January 8, 1996, Monday
Victoria Times Colonist
by Malcolm Curtis

Tiger, tiger, put it right . . .
Weak laws ‘to blame’ for elixirs and pills which contains parts of endangered species


There are only about 4,000 wild tigers left in the world, but traditional Chinese medicines containing tissue and bones of tigers are openly sold in Victoria’s Chinatown.

Other elixirs and pills, using parts of endangered species, continue to be sold across the country because of weak provincial and federal laws, says a Chinese-Canadian environmentalist committed to stamp out the practice.

Anthony Marr, born in China, raised in Hong Kong, but a BC resident for 30 years, is lobbying to change traditional Chinese medicine in this country, so that it meets environmentally sound principles.

“If major endangered species of the world - bear, elephant, tiger and rhino, among others - become extinct as a result of Chinese demand for their body parts, I would consider that a very serious crime against nature,” Marr said in an interview.

“I would like to wipe out that demand to save the species, and save the Chinese reputation while I’m at it.”

Marr, 52, is a campaigner for the Vancouver-based, 25,000-members-strong Western Canada Wilderness Committee to halt the sale of exotic animal parts.

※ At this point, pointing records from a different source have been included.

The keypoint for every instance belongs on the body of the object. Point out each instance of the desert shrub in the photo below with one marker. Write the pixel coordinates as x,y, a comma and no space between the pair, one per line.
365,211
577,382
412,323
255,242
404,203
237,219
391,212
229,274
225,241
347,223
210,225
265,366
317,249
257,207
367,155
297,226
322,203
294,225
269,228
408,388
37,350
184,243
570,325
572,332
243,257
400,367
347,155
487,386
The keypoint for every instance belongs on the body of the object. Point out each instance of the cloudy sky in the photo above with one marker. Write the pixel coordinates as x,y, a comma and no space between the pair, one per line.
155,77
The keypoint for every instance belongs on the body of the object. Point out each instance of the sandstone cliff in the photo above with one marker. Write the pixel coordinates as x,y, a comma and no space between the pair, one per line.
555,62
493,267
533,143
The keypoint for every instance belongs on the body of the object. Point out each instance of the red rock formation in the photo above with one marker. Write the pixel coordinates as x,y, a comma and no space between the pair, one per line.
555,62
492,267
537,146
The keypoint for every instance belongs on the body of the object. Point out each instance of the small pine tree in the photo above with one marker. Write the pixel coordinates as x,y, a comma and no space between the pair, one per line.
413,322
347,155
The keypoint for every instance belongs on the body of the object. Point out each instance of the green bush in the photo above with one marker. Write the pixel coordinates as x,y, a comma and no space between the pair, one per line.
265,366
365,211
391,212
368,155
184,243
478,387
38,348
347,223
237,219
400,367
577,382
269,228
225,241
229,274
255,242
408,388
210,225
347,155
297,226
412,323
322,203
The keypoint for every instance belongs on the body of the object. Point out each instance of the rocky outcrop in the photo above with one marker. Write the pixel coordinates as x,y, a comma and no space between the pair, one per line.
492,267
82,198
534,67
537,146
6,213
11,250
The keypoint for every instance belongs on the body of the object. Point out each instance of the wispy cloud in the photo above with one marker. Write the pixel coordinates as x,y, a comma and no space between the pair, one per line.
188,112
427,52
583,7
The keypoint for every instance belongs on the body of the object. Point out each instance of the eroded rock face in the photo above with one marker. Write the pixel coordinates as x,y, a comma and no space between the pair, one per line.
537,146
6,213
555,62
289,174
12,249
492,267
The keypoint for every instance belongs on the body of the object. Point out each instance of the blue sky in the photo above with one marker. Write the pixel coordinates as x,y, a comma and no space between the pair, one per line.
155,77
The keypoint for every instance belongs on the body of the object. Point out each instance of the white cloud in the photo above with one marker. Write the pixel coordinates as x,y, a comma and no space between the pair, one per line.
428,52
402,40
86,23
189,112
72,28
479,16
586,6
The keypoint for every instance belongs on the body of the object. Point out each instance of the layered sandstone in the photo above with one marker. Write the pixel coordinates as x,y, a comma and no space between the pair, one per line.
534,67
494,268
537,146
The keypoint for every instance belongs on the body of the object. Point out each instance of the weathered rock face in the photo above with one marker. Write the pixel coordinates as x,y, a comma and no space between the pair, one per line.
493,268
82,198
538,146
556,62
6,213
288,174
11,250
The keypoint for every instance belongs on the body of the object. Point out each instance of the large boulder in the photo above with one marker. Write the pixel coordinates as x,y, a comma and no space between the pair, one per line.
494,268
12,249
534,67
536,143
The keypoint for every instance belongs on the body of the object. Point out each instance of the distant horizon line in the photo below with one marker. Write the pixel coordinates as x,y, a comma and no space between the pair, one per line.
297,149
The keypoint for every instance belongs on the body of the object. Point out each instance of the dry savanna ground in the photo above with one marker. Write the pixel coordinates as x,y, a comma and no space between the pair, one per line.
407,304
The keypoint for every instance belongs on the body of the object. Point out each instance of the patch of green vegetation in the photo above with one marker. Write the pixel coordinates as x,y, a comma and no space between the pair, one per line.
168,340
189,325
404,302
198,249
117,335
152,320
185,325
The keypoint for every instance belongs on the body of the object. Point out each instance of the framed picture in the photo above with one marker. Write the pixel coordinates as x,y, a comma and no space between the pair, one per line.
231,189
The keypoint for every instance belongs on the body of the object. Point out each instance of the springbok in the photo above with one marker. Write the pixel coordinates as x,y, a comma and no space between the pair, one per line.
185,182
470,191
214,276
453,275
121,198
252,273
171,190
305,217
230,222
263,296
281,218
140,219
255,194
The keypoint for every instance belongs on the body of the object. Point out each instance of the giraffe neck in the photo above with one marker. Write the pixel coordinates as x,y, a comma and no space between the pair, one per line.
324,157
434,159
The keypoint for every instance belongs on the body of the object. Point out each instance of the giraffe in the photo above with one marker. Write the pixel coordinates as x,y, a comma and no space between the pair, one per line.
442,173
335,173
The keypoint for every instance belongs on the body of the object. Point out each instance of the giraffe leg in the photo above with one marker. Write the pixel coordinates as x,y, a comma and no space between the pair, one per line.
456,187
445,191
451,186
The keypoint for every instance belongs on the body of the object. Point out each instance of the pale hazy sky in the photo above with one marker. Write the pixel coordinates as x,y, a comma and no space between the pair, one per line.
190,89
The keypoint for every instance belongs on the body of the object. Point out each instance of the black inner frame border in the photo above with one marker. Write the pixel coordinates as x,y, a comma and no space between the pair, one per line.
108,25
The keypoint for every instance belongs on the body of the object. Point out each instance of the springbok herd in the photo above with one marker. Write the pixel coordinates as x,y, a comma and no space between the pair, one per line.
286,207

That includes bear gall bladders taken from poached Grizzly and Black bears in BC and illicitly sold to customers in Asia.

Marr produced half a dozen packages from an attaché case of examples of medicines sold by Chinatown apothecaries in Vancouver made from tiger bones and bear galls.

A survey of 20 apothecaries in Vancouver by the Washington-DC-based Investigative Network showed 13 sold such medicines. At Victoria’s Fung Hing Hong Co. Chinese Herbs, 614 Fisgard Street, $6.75 packages of tiger bone plaster from China were openly displayed on sale Thursday.

With tigers disappearing at the rate of one a day in India and two a day worldwide, “it just blows your mind to see this sort of thing being allowed in Canada,” said Joe Foy of the WCWC.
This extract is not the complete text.